My Lords, my main focus so far has been boosting leaseholder control over service charges by removing barriers to the right to manage. However, we must dramatically reform the law for leaseholders who cannot gain this control and who wish to stand up to their freeholder on service charges. It is positive that the Government are enforcing service charge transparency and disclosure with the new right-to-inform scheme in Part 4, Clause 55, which makes changes to the Landlord and Tenant Act 1985, but I believe we need to go further and make it easier for leaseholders to challenge rip-off freeholders with their service charge.
Tribunals are very stressful: they take a long time and often do not have the power to enforce their decisions. This leaves leaseholders in a very strong predicament. Leaseholders normally have to file another application with the county court to get their money back for any overcharging, at least as they see it. My Amendment 78A is all about enforcement and giving teeth to tribunals’ decisions, where it has been determined that the service charges that the leaseholders have paid were not payable or were unreasonably incurred.
Various rules in Parliament have been passed in an attempt to regulate this behaviour of freeholders; again, I mean poor freeholders—the whole market is not like this. Often, these work only when leaseholders have the time, money and energy to enforce them at tribunal, which then is not always guaranteed when residents are up against armies of layers. Freeholders often hold many freeholds and have a big financial backing behind them and can just tire out leaseholders—they can work them into the ground and threaten them with forfeiture, for instance, should something go wrong. The Secretary of State was right to say that we need to put the squeeze on freeholders, but that means making freeholders actually fear leaseholders bringing cases against them at tribunal.
In my Second Reading speech, I mentioned that research from Hamptons has shown that leaseholders paid £7.6 billion in service charges. Many of those service charges were overcharge, and we want to create a situation where leaseholders can fight back. The annual service charge for flats in England and Wales has increased by 8.4% since the beginning quarter of 2023. Around 270,000 leaseholders are now paying more than £5,000 a year in service charges, which could quickly become a second mortgage for many leaseholders.
My Amendment 78A seeks to amend the Landlord and Tenant Act 1985 regime for service charge disputes to try to make service charge tribunals against freeholders more serious by taking three important steps. One is by providing an opt-out. At the moment, leaseholders have to sign up for a case to benefit. Even if the tribunal determines that they have been overcharged, unless they have signed up their neighbour may receive a payment but they will not because they did not sign up. That is unfair in modern life: you could be elderly; you could have children; you could just be away when all these things are going on.
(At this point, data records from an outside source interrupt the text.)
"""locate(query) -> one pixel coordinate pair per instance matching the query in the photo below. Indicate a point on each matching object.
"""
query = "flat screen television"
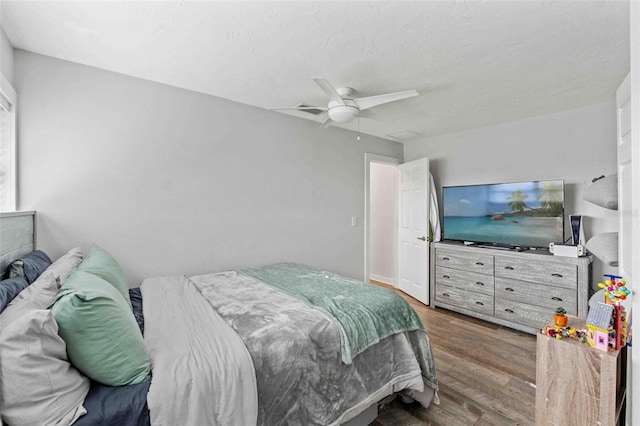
(521, 214)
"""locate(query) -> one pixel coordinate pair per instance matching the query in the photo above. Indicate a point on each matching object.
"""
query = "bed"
(281, 344)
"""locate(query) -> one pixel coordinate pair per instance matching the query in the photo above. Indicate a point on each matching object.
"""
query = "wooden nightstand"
(577, 384)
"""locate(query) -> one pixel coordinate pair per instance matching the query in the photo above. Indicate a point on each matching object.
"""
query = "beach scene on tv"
(526, 214)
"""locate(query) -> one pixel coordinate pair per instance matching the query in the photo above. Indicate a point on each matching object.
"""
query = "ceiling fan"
(342, 107)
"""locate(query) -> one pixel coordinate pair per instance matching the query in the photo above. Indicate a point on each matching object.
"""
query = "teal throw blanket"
(364, 313)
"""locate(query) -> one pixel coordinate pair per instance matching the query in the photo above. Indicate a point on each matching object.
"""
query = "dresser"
(520, 290)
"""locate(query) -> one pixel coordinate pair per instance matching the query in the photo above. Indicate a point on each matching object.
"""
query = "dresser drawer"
(472, 281)
(522, 313)
(470, 300)
(541, 295)
(546, 272)
(473, 262)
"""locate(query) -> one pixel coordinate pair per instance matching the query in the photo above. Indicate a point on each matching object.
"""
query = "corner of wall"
(6, 51)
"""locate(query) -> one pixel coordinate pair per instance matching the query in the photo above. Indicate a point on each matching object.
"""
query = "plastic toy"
(615, 289)
(560, 318)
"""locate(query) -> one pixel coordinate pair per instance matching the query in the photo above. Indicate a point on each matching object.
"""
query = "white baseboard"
(382, 279)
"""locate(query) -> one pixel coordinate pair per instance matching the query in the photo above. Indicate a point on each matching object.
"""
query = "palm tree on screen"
(550, 197)
(516, 202)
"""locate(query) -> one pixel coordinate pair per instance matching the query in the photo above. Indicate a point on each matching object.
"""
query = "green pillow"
(102, 337)
(100, 263)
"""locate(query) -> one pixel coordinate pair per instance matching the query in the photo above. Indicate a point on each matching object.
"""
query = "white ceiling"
(474, 63)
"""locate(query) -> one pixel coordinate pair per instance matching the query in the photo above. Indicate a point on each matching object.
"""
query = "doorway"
(381, 211)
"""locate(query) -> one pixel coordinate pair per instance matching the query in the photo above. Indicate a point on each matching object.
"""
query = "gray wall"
(175, 182)
(575, 145)
(6, 57)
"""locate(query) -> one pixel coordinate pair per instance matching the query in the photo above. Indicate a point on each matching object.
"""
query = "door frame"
(368, 159)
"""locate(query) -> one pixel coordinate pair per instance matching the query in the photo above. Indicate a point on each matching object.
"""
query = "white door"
(413, 229)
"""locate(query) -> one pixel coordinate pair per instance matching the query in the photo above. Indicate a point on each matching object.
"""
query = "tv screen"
(522, 214)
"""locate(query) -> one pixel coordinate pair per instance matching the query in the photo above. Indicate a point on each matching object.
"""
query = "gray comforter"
(296, 354)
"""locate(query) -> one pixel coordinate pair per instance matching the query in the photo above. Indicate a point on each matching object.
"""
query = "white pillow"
(38, 295)
(63, 266)
(605, 247)
(38, 385)
(604, 192)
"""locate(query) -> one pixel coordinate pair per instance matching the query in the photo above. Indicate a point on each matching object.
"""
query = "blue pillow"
(9, 289)
(30, 266)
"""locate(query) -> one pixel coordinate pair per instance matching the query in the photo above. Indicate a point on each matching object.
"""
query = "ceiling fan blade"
(329, 90)
(299, 108)
(325, 123)
(371, 101)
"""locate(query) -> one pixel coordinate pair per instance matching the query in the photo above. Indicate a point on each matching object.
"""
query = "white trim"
(633, 382)
(12, 179)
(384, 280)
(368, 159)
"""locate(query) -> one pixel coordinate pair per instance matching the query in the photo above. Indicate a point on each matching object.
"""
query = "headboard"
(17, 236)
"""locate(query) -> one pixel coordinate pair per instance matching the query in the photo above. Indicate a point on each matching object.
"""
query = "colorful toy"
(560, 318)
(615, 289)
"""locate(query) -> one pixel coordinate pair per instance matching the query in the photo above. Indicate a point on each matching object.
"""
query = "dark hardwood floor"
(486, 374)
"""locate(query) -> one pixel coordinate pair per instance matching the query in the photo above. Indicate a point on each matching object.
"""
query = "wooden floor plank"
(486, 373)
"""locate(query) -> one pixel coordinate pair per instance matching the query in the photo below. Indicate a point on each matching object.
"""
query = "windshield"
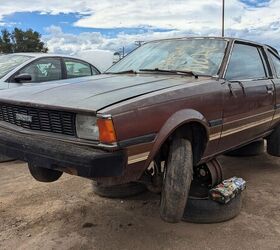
(201, 56)
(10, 62)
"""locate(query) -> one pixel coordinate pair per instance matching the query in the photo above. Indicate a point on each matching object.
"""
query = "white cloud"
(184, 16)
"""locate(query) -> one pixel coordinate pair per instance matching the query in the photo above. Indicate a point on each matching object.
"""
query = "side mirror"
(23, 78)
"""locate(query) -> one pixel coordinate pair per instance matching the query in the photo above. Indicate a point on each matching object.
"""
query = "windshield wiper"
(130, 71)
(178, 72)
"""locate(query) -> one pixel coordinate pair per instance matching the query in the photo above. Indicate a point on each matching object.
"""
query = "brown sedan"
(153, 118)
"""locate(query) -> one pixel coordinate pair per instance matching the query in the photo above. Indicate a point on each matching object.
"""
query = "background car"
(19, 68)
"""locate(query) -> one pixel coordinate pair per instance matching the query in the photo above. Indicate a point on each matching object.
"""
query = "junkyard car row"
(158, 114)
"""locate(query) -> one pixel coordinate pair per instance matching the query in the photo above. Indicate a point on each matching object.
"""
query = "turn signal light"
(107, 133)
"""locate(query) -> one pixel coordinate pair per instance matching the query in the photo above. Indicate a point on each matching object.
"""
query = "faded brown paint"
(158, 104)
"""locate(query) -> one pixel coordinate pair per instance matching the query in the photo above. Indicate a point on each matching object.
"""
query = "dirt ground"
(67, 215)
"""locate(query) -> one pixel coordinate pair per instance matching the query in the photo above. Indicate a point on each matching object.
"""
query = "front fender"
(176, 120)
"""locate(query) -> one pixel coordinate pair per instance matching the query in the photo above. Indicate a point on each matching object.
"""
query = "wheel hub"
(205, 177)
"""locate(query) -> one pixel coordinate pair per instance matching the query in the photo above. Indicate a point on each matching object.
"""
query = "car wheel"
(254, 148)
(44, 174)
(177, 180)
(118, 191)
(208, 211)
(273, 142)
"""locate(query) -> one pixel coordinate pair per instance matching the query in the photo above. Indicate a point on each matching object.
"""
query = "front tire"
(177, 180)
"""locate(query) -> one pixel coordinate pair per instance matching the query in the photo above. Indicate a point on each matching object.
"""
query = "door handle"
(231, 90)
(269, 89)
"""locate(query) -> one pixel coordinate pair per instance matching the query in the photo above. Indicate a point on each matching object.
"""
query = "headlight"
(86, 127)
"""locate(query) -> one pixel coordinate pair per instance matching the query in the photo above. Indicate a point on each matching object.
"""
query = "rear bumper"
(83, 161)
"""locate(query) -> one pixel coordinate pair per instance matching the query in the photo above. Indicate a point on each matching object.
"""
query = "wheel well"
(196, 133)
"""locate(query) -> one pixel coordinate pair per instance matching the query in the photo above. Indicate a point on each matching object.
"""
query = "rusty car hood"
(91, 93)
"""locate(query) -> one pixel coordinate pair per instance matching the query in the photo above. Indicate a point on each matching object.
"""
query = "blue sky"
(68, 27)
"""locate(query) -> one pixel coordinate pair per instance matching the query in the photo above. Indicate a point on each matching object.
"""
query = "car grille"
(52, 121)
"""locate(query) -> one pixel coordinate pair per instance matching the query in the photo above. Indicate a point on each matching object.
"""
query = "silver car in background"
(19, 68)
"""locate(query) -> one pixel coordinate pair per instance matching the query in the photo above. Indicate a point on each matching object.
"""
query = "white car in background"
(19, 68)
(102, 59)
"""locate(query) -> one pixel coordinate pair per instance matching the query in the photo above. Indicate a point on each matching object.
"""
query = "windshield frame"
(14, 67)
(219, 66)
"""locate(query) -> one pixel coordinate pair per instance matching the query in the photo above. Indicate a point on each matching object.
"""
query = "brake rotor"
(206, 176)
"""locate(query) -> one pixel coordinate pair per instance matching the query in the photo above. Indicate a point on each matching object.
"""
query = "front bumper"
(83, 161)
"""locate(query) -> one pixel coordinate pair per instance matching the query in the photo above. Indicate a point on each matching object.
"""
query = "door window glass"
(75, 68)
(245, 63)
(276, 63)
(43, 70)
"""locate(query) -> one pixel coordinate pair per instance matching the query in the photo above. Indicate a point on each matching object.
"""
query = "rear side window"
(276, 63)
(76, 68)
(245, 63)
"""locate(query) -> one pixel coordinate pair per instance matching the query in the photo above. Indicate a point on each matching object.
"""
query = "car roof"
(40, 55)
(218, 38)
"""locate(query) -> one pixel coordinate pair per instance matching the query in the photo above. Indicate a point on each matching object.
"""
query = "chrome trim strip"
(137, 158)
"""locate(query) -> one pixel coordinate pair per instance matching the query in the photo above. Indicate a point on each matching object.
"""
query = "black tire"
(208, 211)
(252, 149)
(44, 174)
(177, 180)
(273, 142)
(118, 191)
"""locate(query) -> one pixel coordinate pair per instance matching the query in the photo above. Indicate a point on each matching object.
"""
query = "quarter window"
(276, 63)
(43, 70)
(75, 68)
(245, 63)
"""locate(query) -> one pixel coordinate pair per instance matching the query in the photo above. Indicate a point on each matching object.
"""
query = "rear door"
(249, 100)
(275, 62)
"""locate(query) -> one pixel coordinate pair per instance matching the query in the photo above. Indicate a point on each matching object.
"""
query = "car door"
(78, 68)
(274, 59)
(249, 101)
(41, 70)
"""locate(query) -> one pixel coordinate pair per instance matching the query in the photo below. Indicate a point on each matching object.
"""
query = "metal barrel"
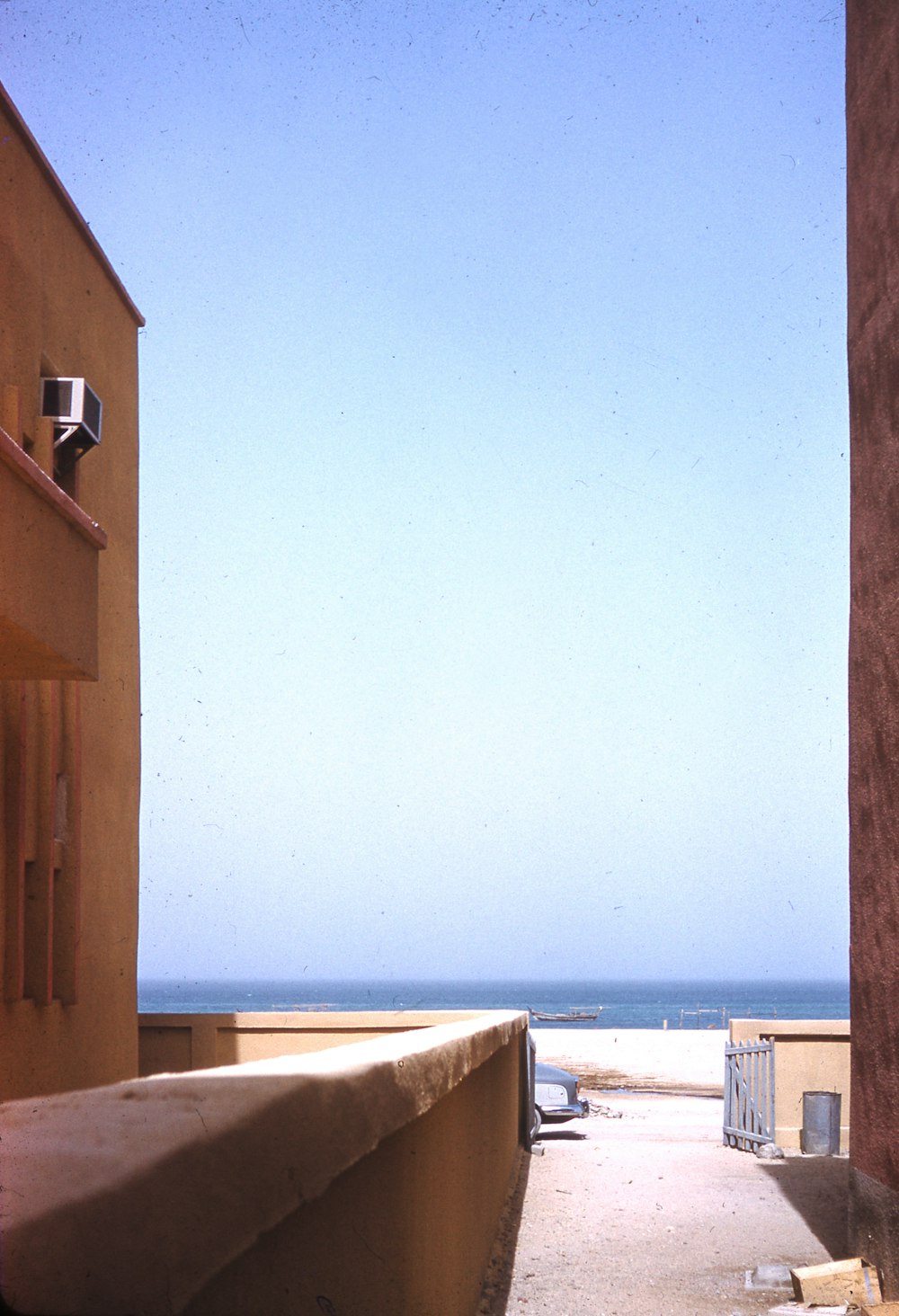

Your neighbour would receive benefit and you would not, even though you would also have overpaid. That is why we need an opt-out, not an opt-in, to make it more serious.
Secondly, after a successful Section 27A challenge by any leaseholder in a block, the freeholder would be under a duty to account to all leaseholders within a two-month period of the decision being handed down. This means that any money overpaid would have to be paid back within two months, because leaseholders—many of them owning a place for the first time, many of them young people, many of them elderly people on fixed incomes—have paid out this money which they often could not afford. They should get it back in a speedy fashion.
Thirdly, there should be interest after a two-month period if the freeholder has not paid back money owed to the leaseholders. This is to give the sanction some bite and to make sure that a freeholder does not just wait out hapless leaseholders because they have all the power and the financial power.
I would like to see some more action in this Bill to deter and punish bad behaviour by freeholders and ensure that leaseholders can swiftly get their money back where overcharging has been determined by a tribunal. My Amendment 78A gets us closer to that position.